I don’t know about you, but I actually use goofy and nonconventional words like these all. the. time in my day to day life. I find them so much more fun and also so much more descriptive and relatable than simple emotion words are sometimes.
Talking to a friend about why I was feeling extra-emotional and crying easily over things, I referred to myself as feeling “squishy”.
When I was very tired recently and my brain seemed to be taking forever to process things, I referred to myself as feeling “slowed down”.
Excited and enthusiastic to participate in my favorite hobby, I referred to myself as feeling “flappy” and “bouncy”.
Could I say “excited and enthusiastic”? I sure could, and I would easily be able to access that language to explain myself. Why say flappy and bouncy instead? Well, it’s one less step of “translation” I have to do from my body and behavior into language. If I’m flappy and bouncy, it’s because, if I look down at my body, I notice my hands are flappy, my feet are bouncing. Or even if I’m sitting, I’m rocking back and forth a little bit and I’m bouncing up and down a little bit.

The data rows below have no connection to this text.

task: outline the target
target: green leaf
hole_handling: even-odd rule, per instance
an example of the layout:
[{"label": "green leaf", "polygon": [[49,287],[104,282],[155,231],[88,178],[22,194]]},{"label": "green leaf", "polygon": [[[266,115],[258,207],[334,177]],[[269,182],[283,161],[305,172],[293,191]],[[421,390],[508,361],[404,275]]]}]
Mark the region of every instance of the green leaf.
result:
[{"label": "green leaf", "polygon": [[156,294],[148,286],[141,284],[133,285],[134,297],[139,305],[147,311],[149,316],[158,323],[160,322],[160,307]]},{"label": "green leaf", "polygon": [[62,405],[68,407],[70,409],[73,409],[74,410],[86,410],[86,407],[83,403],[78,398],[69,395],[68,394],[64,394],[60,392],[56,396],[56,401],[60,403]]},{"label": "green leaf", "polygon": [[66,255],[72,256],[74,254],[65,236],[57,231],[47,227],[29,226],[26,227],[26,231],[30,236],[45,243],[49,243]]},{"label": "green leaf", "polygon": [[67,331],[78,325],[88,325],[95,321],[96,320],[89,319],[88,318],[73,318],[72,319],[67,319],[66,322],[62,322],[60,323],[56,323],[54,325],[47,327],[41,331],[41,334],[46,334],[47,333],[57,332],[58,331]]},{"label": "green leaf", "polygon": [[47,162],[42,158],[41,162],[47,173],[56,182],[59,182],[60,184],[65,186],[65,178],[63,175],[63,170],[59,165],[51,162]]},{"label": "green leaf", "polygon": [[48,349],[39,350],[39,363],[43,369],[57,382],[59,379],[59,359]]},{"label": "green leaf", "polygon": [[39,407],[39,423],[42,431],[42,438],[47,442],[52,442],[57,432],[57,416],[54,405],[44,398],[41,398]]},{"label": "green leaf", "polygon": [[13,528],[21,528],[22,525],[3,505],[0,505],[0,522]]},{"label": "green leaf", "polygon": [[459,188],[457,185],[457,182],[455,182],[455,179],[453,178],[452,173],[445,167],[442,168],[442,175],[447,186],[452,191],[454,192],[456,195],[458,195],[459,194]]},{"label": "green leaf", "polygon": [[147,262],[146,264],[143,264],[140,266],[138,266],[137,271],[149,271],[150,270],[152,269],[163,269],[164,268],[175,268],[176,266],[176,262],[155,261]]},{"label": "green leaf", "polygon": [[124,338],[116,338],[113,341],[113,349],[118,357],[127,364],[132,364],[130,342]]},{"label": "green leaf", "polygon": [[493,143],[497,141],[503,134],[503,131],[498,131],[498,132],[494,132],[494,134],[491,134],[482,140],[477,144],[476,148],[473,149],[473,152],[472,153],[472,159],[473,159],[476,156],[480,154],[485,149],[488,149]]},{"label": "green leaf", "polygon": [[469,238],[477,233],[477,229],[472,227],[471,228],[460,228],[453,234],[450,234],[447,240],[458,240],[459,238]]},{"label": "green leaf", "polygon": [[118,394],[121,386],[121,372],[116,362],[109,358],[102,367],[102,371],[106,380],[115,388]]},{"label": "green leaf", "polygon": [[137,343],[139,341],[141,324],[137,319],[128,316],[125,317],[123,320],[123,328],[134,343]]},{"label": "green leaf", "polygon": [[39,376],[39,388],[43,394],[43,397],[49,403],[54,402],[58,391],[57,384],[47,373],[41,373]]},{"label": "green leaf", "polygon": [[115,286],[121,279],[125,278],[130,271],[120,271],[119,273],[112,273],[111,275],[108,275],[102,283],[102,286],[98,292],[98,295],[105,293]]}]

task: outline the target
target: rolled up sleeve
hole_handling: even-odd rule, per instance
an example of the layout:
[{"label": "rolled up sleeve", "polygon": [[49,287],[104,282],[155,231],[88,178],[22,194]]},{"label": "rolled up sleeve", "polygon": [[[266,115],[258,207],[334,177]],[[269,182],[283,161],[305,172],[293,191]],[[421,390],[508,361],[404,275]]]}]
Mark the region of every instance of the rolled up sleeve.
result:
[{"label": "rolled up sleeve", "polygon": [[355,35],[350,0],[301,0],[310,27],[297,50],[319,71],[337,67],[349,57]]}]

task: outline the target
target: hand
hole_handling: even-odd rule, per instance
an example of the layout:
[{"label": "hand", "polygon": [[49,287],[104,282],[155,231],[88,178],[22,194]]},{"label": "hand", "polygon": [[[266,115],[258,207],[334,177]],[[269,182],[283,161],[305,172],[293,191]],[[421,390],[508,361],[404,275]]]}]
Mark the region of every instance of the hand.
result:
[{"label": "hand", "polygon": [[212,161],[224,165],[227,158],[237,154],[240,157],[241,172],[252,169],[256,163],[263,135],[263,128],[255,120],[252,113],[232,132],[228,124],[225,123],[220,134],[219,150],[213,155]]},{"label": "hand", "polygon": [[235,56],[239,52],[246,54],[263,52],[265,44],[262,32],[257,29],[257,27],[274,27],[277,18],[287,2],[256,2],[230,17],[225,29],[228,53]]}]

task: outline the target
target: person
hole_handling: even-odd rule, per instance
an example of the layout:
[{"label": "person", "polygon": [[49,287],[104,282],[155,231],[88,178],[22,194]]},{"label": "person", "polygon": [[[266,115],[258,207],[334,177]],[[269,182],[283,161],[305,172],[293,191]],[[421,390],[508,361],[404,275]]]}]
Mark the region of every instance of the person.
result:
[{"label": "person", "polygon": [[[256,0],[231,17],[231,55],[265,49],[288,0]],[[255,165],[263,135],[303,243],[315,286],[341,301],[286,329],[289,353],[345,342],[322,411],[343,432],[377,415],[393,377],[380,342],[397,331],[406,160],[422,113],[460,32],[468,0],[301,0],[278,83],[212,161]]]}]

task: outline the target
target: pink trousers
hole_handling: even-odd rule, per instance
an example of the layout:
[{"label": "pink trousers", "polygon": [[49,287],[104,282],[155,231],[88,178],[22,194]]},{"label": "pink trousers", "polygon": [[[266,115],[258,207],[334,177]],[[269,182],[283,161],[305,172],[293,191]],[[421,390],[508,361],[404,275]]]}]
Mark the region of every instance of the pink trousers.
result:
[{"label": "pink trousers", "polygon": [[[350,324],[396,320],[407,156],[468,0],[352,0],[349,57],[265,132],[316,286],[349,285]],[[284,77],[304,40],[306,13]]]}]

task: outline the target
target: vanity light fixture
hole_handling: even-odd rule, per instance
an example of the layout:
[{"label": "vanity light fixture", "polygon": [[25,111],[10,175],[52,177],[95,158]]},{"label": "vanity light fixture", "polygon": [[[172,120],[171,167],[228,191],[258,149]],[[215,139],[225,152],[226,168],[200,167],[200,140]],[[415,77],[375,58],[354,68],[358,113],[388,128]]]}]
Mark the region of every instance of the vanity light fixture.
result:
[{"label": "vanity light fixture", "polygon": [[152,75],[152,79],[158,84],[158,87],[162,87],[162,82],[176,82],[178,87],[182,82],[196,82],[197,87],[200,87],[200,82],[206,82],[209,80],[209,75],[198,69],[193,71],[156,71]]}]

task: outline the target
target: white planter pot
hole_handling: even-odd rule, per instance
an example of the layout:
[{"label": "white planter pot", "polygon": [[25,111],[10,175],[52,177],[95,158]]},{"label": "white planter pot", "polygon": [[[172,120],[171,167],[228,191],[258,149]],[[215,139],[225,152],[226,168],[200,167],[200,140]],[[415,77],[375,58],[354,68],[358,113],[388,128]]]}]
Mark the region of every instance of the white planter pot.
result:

It also bypasses some of the positive/negative stigma that gets attached to emotion words. I want children to learn that no emotions are good or bad, they just are — but they still do pick up messages about emotions that are comfortable, uncomfortable, bad, good, positive, negative. And they don’t all always align! Most of us would probably, gut feeling, call the emotion “excitement” “good” — but excitement might also be uncomfortable. (My son gets so anxious with his excitement that it’s hard for him and he starts doing things that he only does when his body is uncomfortable.)
Describing the body behavior/action instead of trying to pin it to an emotion bypasses a lot of that. I might be flappy and bouncy when I’m enthusiastic and excited, someone else might be when they’re anxious and nervous, someone else might be when they’re feeling silly and playful. We can do the work of untangling all of that for our own knowledge and benefit. We can also pretty easily derive the fact that if someone is feeling bouncy and needs to move their energy level to a calmer state, jumping on the trampoline might work well for them. We can derive that much easier from the word “bouncy” than from the emotion-word interpretation (which may or may not even be correct).